Douze saisons en MotoGP, quatre victoires, vingt-trois podiums… et une question qui revient avec insistance : pourquoi Jack Miller est-il toujours là ? Pour certains, c’est déjà une énigme. Le vétéran australien roulera une deuxième année chez Pramac Yamaha sur la nouvelle YZR-M1 V4, aux côtés de Toprak Razgatlioglu. Sans une seule victoire depuis le GP du Japon 2022 comme officiel Ducati, il est dans le ventre mou du classement. À 31 ans, Miller joue sa dernière carte pour rester un pilote de course aux yeux du monde.
En 2026, l’Australien disputera une nouvelle campagne avec Pramac Racing au guidon de la Yamaha M1. Une deuxième année dans le giron d’Iwata, alors que sa dernière victoire remonte déjà au Grand Prix du Japon 2022, à l’époque où il portait encore les couleurs de Ducati.
Mais derrière la longévité de Jack Miller, certains voient autre chose que la simple valeur sportive. Et cette fois, la critique ne vient pas d’un forum anonyme, mais d’un homme qui connaît les coulisses du paddock.
Dans une interview accordée à Mundo Deportivo, l’ancien ingénieur Yamaha Ramon Forcada n’a pas mâché ses mots.
Évoquant la future composition de Yamaha pour 2027, il a lâché une phrase qui fait l’effet d’une bombe :
« Pour moi, Alex Rins se trouve dans une situation précaire et Jack Miller est une énigme. De plus, je pense qu’il serait déjà rentré chez lui si son passeport était, par exemple, italien ou espagnol et non australien. »
Autrement dit, selon Forcada, Miller ne serait pas maintenu en MotoGP uniquement pour ses performances, mais aussi pour des raisons stratégiques liées à son marché d’origine. L’Australie reste un territoire clé pour le championnat et pour les constructeurs.
Une déclaration lourde de sous-entendus, qui alimente une rumeur persistante : Miller serait plus utile à l’écosystème qu’au classement.
Forcada va plus loin. Selon lui, Yamaha a déjà intégré l’idée d’un départ de Fabio Quartararo :
« Chez Yamaha, Toprak Razgatlioglu restera, car Yamaha est certain que Fabio Quartararo partira. Yamaha a été clair à ce sujet dès le début de 2025 ; ils savaient qu’ils ne pouvaient plus attendre sans savoir où il irait, ce qu’il ferait ou ni comment la moto se comporterait. C’était impossible ; il souhaite changer d’air et il changera. »
Si cette lecture est exacte, Yamaha est déjà tourné vers l’ère 850 cc de 2027. Et dans cette équation, une seule certitude : Toprak Razgatlioglu.

Jack Miller doit optimiser sa valeur de vétéran : pilote ou développeur ?
En 2026, Miller partagera le garage Pramac avec Razgatlioglu. Un duo fort en personnalité, mais confronté à une Yamaha M1 encore en pleine mutation, notamment autour du moteur V4.
Après Sepang, le patron de Yamaha Racing Paolo Pavesio révélait que Razgatlioglu s’était posé diverses questions sur la M1. Traduction : l’adaptation sera rude.
Dans ce contexte, Miller pourrait jouer un rôle clé. Non pas celui du leader en première ligne, mais celui du pilote expérimenté capable d’orienter le développement du V4, d’apporter des retours techniques précis et d’aider Toprak à décrypter les subtilités d’un prototype MotoGP.
Son expérience chez Honda, Ducati, KTM puis Yamaha en fait un profil rare : il connaît toutes les philosophies.
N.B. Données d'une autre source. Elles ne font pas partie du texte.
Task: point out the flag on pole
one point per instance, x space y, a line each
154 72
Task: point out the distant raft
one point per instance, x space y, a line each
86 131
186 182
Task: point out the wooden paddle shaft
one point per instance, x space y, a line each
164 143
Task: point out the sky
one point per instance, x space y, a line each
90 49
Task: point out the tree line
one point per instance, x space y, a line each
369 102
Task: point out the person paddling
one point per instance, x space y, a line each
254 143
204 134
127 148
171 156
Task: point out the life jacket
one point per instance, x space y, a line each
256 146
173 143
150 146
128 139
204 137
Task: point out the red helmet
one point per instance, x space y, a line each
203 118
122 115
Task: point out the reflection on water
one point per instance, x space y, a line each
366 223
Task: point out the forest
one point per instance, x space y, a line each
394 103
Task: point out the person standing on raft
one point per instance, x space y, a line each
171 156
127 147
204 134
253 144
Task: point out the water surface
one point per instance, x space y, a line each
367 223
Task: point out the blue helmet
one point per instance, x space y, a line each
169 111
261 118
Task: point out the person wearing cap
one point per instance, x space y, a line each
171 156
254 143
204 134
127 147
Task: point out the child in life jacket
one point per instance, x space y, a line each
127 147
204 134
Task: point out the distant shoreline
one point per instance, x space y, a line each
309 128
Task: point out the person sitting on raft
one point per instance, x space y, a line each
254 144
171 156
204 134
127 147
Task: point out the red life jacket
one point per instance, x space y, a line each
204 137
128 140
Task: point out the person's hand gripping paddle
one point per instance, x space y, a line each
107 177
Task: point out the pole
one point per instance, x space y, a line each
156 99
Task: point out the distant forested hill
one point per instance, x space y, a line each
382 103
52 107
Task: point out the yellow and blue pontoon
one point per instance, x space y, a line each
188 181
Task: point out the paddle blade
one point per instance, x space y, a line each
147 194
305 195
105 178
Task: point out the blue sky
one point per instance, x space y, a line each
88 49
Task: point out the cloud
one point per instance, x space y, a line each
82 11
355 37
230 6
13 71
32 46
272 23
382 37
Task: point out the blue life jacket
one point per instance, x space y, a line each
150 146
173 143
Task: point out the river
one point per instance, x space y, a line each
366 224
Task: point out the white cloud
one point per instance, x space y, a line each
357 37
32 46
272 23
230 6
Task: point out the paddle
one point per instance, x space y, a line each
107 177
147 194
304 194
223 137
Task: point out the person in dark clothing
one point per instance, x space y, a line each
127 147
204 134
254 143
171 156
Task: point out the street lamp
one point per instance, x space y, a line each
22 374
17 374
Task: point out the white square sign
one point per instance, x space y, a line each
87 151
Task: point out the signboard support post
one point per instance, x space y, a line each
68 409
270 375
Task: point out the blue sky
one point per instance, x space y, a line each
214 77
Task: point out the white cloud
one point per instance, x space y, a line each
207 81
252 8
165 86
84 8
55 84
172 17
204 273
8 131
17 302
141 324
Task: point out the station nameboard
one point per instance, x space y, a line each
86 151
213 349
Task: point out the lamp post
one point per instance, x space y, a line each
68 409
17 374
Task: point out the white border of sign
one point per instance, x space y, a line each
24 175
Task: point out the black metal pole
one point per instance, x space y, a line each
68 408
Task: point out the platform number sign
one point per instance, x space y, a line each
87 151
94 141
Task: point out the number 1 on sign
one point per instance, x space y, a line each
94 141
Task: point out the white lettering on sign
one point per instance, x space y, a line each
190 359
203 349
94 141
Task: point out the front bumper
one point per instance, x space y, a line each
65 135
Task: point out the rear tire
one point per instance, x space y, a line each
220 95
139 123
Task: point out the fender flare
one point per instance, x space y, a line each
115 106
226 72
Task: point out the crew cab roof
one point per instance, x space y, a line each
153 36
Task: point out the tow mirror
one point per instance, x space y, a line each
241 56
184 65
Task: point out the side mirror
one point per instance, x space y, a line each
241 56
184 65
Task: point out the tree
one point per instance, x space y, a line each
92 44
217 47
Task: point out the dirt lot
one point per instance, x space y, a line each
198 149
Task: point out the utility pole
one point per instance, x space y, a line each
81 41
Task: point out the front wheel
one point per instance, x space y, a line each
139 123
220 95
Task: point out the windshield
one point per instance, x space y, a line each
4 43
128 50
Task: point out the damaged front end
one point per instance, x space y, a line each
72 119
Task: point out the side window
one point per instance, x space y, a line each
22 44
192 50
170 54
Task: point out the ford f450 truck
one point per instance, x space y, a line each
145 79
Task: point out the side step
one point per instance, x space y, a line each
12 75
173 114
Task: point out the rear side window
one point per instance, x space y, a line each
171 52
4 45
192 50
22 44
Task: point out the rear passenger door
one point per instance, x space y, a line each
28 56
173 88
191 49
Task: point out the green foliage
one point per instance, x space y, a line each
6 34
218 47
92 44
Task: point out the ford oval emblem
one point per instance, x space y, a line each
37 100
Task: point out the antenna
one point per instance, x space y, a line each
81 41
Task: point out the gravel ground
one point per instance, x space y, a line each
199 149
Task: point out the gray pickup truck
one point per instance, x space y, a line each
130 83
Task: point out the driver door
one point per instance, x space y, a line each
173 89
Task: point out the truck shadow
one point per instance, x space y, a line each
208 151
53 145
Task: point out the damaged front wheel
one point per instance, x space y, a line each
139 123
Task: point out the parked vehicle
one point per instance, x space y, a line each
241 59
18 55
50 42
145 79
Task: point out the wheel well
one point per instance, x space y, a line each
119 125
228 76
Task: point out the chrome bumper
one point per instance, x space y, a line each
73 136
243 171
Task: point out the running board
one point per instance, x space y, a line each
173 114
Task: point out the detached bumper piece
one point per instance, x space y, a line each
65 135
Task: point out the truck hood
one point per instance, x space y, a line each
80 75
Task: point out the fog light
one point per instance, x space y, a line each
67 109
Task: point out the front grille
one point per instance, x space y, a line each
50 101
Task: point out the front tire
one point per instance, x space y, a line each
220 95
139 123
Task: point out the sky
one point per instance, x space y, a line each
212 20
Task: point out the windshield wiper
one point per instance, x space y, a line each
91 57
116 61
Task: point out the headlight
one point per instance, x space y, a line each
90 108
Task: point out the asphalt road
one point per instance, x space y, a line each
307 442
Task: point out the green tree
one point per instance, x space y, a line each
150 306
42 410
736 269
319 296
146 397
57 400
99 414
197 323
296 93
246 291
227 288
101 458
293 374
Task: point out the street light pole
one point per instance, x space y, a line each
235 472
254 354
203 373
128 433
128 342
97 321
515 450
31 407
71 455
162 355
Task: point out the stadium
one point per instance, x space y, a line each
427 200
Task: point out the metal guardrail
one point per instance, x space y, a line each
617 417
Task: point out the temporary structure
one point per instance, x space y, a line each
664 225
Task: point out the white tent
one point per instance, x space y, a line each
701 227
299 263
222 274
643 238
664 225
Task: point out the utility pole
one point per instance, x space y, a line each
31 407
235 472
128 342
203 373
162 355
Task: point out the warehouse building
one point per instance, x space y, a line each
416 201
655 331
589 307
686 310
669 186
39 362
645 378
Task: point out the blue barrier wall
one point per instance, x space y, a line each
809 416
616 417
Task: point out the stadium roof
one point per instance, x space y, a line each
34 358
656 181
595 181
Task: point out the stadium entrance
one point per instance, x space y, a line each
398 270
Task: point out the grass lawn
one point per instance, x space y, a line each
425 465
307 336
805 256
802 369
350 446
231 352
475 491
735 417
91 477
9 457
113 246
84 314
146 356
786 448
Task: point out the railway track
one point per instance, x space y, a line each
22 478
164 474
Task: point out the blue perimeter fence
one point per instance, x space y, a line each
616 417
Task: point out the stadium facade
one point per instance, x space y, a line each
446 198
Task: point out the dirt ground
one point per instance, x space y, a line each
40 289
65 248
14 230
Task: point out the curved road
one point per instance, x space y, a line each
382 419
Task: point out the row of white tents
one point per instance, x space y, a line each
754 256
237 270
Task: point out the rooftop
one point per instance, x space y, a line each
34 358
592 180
Oui, Miller n’a plus gagné depuis 2022. Oui, ses statistiques ne parlent plus comme à l’époque Ducati. Mais il reste un pilote capable d’exploits ponctuels, d’attaques sans filtre et d’une implication totale.
La vraie question est ailleurs : Yamaha a-t-elle besoin d’un vainqueur immédiat… ou d’un stabilisateur dans une phase de transition technique majeure ?
À l’aube de 2027 et du passage aux 850 cc, le constructeur japonais doit reconstruire. Dans cette reconstruction, l’expérience peut valoir autant que la vitesse pure.
Miller entame sa douzième saison dans l’élite. Peu de pilotes peuvent en dire autant. Mais le temps presse.
Entre les ambitions de Razgatlioglu, les incertitudes autour de Quartararo et la révolution technique qui approche, 2026 pourrait bien être sa dernière grande opportunité de prouver qu’il mérite sa place autrement que par son passeport. Forcada a jeté un pavé dans la mare. À Miller de répondre… sur la piste.